Search code examples
iosswiftcomputer-visionavcapturecorner-detection

VNRectangleObservation corners compressed in x-axis on iPhone


I'm capturing video via my device's camera, and feeding it to the Vision framework to perform rectangle detection. The code looks something like this (compressed for brevity ... hidden lines not relevant to this question):

func captureOutput(_ output: AVCaptureOutput, 
                     didOutput sampleBuffer: 
                     CMSampleBuffer, from connection: AVCaptureConnection) {

    // Get a CIImage from the buffer
    guard let buffer = CMSampleBufferGetImageBuffer(sampleBuffer) else { return }
    let image = CIImage(cvImageBuffer: buffer)

    // Set up corner detector
    let handler = VNImageRequestHandler(ciImage: image, orientation: .up options: [:])
    let request = VNDetectRectanglesRequest()

    // Perform corner detection
    do {
            try handler.perform([request])
            guard let observation = request.results?.first as? VNRectangleObservation else {
                print("error at \(#line)")
                return
            }
            handleCorners(observation)
        } catch {
            print("Error: \(error)")
            return
        }
}

This works just fine on an iPad Air 2, and I can use the corners in the observation object to draw a nice overlay. But on an iPhone X the corners in the x-axis are "compressed".

For example, if I capture an image with a business card that occupies almost the entire width of the screen, I would expect observation.topLeft to have an x value close to zero. Instead it's nearly 0.15. This is true for the righthand corners too (expected: ~1.0, actual: ~0.85).
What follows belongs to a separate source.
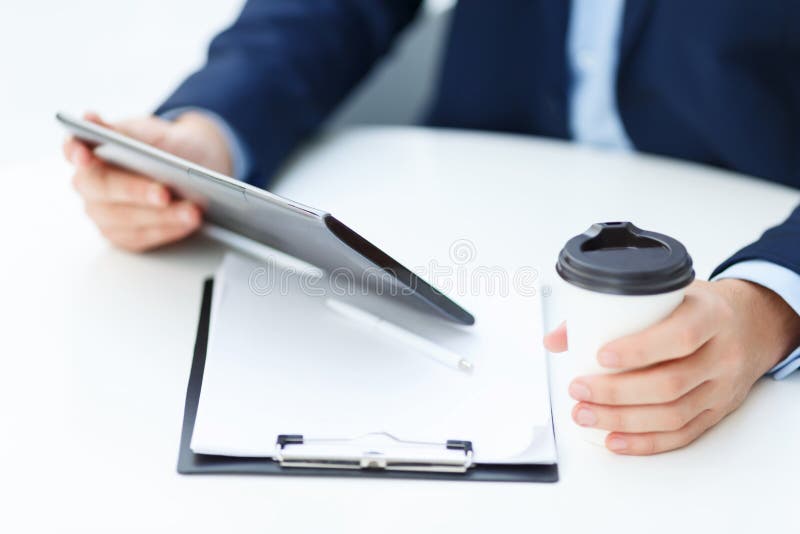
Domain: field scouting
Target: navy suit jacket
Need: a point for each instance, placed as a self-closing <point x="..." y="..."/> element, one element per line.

Any idea why this might be the case? The CIImage extent property is the same on both devices. It's just that Vision's corners are compressed in the x-axis.


Solution

  • I had a pretty similar problem with detecting rectangles in realtime using ARKit. And after some investigation I saw this answer and figure out that: "The problem is that ARKit provides the image buffer (frame.capturedImage) with a camera resolution of 1920 x 1440. The screen of the iPhone X is 375 x 812 points. It seems like ARKit can see more than it can display on the phone screen." So I just corrected capturedImage size using screen proportion, and this "solution" fix my problem.